Der Absturz des Partito Democratico

Kann sich der PD von seiner folgenschweren Niederlage erholen? Und wenn ja, unter welchen Voraussetzungen? In der Partei wird darüber lebhaft und kontrovers diskutiert.
Für das, was im Partito Democratico nach der jüngsten Wahlniederlage passiert, hat das Tagblatt La Stampa den treffendsten Titel gewählt: "Un partito in cerca della sua anima."

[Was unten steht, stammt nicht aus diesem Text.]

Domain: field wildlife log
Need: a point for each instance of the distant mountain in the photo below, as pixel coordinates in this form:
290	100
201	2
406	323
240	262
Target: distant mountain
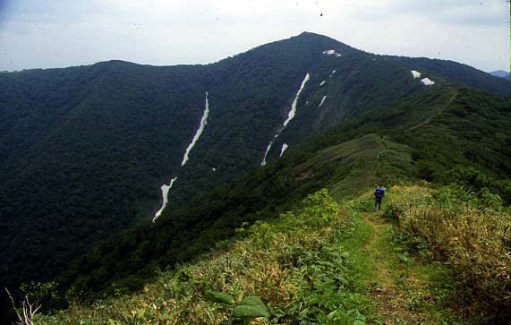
84	151
500	74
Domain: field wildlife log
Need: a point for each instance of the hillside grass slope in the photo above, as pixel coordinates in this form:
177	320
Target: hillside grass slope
336	263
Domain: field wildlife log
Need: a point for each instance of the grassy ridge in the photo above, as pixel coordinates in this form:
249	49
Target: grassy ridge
295	264
467	232
331	263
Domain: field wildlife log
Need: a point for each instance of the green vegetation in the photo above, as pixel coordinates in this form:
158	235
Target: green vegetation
84	150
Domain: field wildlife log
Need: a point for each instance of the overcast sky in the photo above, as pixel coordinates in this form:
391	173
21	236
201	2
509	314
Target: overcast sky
60	33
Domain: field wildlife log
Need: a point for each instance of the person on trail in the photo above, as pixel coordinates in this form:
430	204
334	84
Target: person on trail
379	193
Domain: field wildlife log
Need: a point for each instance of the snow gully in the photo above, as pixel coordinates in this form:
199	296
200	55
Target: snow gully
290	115
165	189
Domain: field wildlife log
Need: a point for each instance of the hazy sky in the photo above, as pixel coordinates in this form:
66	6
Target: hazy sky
60	33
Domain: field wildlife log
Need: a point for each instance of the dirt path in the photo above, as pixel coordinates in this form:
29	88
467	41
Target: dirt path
402	293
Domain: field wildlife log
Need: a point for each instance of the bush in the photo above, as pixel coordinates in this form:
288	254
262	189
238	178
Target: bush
471	235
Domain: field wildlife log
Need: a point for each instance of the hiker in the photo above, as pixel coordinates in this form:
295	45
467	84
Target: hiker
379	193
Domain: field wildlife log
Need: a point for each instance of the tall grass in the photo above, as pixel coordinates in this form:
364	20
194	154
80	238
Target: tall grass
469	233
293	264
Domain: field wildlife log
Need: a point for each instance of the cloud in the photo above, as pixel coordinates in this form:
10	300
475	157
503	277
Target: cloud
40	33
462	12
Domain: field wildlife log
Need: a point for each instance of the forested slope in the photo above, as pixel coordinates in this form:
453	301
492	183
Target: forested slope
84	150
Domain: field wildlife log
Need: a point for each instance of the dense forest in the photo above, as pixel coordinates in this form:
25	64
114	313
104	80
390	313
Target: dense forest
84	150
435	137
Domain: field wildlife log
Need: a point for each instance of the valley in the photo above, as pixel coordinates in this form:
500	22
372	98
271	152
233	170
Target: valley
215	153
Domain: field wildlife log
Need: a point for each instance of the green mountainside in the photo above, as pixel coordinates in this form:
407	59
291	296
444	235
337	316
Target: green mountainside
84	151
451	135
275	248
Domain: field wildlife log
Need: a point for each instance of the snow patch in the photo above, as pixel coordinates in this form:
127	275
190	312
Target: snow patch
165	189
332	52
415	74
290	115
322	101
284	148
263	163
427	82
203	123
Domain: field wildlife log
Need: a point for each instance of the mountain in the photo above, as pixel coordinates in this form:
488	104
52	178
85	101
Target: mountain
85	150
500	74
427	136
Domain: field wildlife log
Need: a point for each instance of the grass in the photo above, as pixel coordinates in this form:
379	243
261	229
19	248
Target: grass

Die Zeitung spart dabei nicht mit Ironie: "Dalla notte del 25 settembre lo sport nazionale non è più il calcio, ma il tiro al PD. E´attaccato da tutti - da destra, dal centro e dalla sinistra." Für den Corriere-Kommentator Aldo Cazzullo steht eine bittere Wahrheit fest: "La verità è che la sinistra italiana ha subito la sconfitta più netta della sua lunga storia di sconfitte. Molto peggio che nel 1948, quando il fronte popolare prese il 33 per cento." Der langjährige PD-Parlamentarier Emanuele Fiano macht für das Desaster mangelnde Identitätsbildung verantwortlich: "Non è stata trovata un' identità socialdemocratica."
Symbolhaft für das Debakel des Partito Democratico steht die massive Niederlage in ihren einstigen Hochburgen der regioni rosse. So wurde in der Toskana der Präsident Enrico Rossi - eine Symbolfigur der Partei, von seinem Herausforderer der Fratelli d`Italia klar besiegt - ein Desaster. Der langjährige Fraktionschef im Parlament, Andrea Marcucci verlor dort klar gegen seinen Lega-Herausforderer Manfredi Potenti. Der Präsident der roten Vorzeigeregion Emilien, Stefano Bonaccini  - wichtigster Anwärter auf die Letta-Nachfolge - legt gnadenlos den Finger in die Wunde: "Il PD è un problema di credibilità, non di immagine, di sostanza e non di forma, di progetti e non di slogan, di classe dirigente, non di album delle figurine."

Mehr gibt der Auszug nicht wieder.